Optional. Eliminates heap allocation on the spawn hot path by pre-allocating
fixed-size slots.

```
RuntimeBuilder::slab_unbounded(slab)  // growable
RuntimeBuilder::slab_bounded(slab)    // fixed capacity

spawn_slab(future)
  ├── Construct task on stack
  ├── copy_nonoverlapping into slab slot
  └── forget stack copy (slab owns the bytes)
```

**Three levels of control:**
- `spawn_slab(future)` — allocate + enqueue in one call
- `claim_slab()``SlabClaim``.spawn(future)` — reserve first, spawn later
- `try_claim_slab()` — non-blocking reserve (returns `None` if full)

The task header's `free_fn` is set at spawn time to the slab's free function.
The executor doesn't know which allocator was used — it calls `free_fn(ptr)`
and the function pointer handles the rest.

## World Integration

`WorldCtx` is a `Copy` handle (8 bytes — one raw pointer) to the nexus-rt
`World`. Tasks capture it cheaply and access ECS resources synchronously.

```rust
ctx.with_world(|world| {
    let books = world.resource_mut::<Books>();
    books.update(quote);
});
```

**Pre-resolved handlers:** For hot-path dispatch, resolve `Handler` parameter
IDs at setup time (one HashMap lookup per type), then dispatch with single-deref
access during the event loop:

```rust
// Setup (cold path):
let mut on_quote = handler_fn.into_handler(world.registry());

// Per-event (hot path):
ctx.with_world(|world| on_quote.run(world, quote));
```

## Tokio Bridge

Optional (`tokio-compat` feature). Two modes:

**`with_tokio(|| async { ... })`** — Run a tokio future on our executor.
Tokio provides reactor + timers; readiness fires our cross-thread waker.
Good for single operations (e.g., TLS handshake via `tokio-rustls`).
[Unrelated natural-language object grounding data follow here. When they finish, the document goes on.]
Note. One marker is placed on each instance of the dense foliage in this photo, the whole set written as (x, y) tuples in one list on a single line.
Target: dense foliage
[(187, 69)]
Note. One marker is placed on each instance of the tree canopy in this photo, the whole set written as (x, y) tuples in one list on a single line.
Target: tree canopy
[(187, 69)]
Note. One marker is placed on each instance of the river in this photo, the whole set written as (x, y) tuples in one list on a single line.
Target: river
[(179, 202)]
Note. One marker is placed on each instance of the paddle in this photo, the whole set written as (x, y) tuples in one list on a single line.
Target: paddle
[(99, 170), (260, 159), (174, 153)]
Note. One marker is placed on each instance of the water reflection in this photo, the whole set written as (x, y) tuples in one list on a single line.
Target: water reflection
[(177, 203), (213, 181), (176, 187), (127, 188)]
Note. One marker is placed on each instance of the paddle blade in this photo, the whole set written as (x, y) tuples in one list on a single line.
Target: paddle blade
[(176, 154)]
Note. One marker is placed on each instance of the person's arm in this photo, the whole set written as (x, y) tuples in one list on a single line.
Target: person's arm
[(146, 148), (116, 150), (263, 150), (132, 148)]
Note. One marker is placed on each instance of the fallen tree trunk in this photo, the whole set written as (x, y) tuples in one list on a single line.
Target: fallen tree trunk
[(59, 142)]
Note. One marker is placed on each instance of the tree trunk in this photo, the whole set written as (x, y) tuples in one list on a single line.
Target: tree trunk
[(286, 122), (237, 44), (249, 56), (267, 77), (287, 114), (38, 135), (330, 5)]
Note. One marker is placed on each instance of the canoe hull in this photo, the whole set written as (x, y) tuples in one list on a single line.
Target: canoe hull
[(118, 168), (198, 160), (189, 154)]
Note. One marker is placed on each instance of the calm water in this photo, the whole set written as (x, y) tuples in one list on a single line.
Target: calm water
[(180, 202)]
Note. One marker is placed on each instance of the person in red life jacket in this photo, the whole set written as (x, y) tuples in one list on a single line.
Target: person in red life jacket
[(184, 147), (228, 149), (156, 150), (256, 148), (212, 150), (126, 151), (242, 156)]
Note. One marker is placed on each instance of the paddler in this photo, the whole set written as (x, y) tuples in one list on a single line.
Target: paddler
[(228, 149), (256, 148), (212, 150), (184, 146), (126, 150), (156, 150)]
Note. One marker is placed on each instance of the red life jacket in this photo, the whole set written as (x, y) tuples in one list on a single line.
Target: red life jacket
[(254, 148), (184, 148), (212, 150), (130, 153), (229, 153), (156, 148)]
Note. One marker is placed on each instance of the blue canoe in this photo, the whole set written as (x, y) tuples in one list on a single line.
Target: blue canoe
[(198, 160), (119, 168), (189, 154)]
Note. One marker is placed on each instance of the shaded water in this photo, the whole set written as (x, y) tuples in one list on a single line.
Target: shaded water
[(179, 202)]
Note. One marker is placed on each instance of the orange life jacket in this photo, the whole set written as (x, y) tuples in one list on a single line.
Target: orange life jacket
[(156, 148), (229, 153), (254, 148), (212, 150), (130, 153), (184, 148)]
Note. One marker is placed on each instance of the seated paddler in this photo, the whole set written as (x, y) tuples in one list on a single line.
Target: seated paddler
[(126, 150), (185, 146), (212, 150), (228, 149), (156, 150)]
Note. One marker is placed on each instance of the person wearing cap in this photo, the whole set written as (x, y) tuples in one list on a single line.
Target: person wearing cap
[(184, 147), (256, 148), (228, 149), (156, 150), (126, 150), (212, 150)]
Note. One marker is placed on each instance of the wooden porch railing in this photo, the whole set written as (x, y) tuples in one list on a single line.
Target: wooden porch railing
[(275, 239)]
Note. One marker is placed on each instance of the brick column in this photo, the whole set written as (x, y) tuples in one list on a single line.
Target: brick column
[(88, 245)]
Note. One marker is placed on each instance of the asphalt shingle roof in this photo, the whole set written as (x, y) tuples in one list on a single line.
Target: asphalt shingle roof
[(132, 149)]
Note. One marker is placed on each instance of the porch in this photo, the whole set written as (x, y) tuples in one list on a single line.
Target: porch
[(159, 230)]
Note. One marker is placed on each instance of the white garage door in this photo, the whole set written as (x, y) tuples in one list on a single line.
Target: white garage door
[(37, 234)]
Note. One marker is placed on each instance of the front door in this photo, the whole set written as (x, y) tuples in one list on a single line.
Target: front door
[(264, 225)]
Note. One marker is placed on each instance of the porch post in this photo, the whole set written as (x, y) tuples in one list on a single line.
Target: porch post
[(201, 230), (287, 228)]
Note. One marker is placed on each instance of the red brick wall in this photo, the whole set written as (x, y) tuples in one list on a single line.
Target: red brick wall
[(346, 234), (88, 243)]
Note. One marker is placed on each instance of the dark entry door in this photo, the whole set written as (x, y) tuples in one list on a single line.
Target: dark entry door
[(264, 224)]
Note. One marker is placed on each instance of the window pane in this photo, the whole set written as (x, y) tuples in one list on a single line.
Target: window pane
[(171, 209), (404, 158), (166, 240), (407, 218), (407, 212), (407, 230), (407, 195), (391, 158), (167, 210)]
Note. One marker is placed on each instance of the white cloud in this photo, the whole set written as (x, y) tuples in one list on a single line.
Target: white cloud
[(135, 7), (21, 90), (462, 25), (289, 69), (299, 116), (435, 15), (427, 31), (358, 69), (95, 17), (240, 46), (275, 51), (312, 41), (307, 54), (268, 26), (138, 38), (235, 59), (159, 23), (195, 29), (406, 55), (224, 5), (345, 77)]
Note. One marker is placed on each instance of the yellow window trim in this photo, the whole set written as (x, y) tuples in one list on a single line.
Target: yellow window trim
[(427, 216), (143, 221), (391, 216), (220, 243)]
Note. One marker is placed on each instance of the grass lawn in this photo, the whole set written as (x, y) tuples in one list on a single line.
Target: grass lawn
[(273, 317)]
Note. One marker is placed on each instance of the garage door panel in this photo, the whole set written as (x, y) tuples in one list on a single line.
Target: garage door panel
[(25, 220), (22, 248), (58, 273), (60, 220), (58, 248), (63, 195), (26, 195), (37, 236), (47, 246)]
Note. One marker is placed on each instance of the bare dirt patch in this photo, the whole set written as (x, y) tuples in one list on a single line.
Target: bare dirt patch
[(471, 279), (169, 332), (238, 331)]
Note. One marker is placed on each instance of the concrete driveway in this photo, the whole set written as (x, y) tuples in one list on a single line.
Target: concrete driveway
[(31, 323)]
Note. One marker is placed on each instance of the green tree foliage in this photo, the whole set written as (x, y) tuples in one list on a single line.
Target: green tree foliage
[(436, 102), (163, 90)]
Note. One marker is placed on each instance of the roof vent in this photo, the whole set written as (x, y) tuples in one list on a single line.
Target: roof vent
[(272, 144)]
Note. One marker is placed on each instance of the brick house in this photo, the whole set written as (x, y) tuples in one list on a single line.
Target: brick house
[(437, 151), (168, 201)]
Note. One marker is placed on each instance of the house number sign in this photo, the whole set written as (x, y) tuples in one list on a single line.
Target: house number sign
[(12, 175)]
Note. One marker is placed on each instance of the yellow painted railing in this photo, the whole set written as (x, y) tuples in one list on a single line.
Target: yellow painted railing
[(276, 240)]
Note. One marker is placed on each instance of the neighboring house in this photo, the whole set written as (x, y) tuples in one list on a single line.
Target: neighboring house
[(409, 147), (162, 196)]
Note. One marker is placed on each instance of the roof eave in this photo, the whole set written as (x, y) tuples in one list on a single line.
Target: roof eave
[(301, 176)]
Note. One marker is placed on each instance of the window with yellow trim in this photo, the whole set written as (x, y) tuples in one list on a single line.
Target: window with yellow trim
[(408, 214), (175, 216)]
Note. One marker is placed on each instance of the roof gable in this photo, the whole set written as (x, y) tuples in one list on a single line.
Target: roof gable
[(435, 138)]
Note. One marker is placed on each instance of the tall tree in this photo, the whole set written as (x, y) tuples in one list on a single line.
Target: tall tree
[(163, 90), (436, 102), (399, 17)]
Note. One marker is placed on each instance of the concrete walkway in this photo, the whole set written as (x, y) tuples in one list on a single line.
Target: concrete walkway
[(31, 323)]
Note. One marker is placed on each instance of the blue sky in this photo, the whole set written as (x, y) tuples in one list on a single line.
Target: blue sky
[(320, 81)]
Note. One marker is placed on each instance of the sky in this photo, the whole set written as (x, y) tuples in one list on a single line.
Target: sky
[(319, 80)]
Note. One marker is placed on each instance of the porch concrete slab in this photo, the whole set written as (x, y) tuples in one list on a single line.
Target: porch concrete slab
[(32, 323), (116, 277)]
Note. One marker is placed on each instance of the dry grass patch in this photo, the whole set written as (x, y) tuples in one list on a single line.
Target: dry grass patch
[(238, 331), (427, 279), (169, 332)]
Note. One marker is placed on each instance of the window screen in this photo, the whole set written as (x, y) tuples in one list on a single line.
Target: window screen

**`spawn_on_tokio(future)`** — Run on tokio's thread pool, deliver result
back via cross-thread waker. Good for blocking or CPU-heavy cold-path work
(e.g., `reqwest`, database queries).

A lazy tokio runtime (1 worker thread) is created on first use via `OnceLock`.

## Cross-Thread Wake

When a waker fires from a non-executor thread (tokio reactor, user thread):

```
Foreign thread:                     Executor thread:
  wake_task_cross_thread(ptr)         drain_cross_thread(inbox):
    try_set_queued(CAS)                 pop() → task_ptr
    queue.push(ptr)                     if completed → deferred_free
    poke eventfd                        else → incoming
```

The cross-wake queue is an intrusive Vyukov MPSC queue — each task's
`cross_next` field (AtomicPtr at offset 32) serves as the link pointer.
Zero allocation per wake.

## Shutdown

`ShutdownHandle` owns an `AtomicBool` flag and a waker slot. Signal handlers
(SIGTERM, SIGINT) set the flag and wake the stored waker.

Tasks await shutdown via `shutdown_signal().await`. The runtime checks the
flag at the top of each loop iteration and re-polls the root future.

Single-waiter design. For multi-waiter shutdown, use `CancellationToken`
(which supports hierarchical cancellation via parent/child relationships).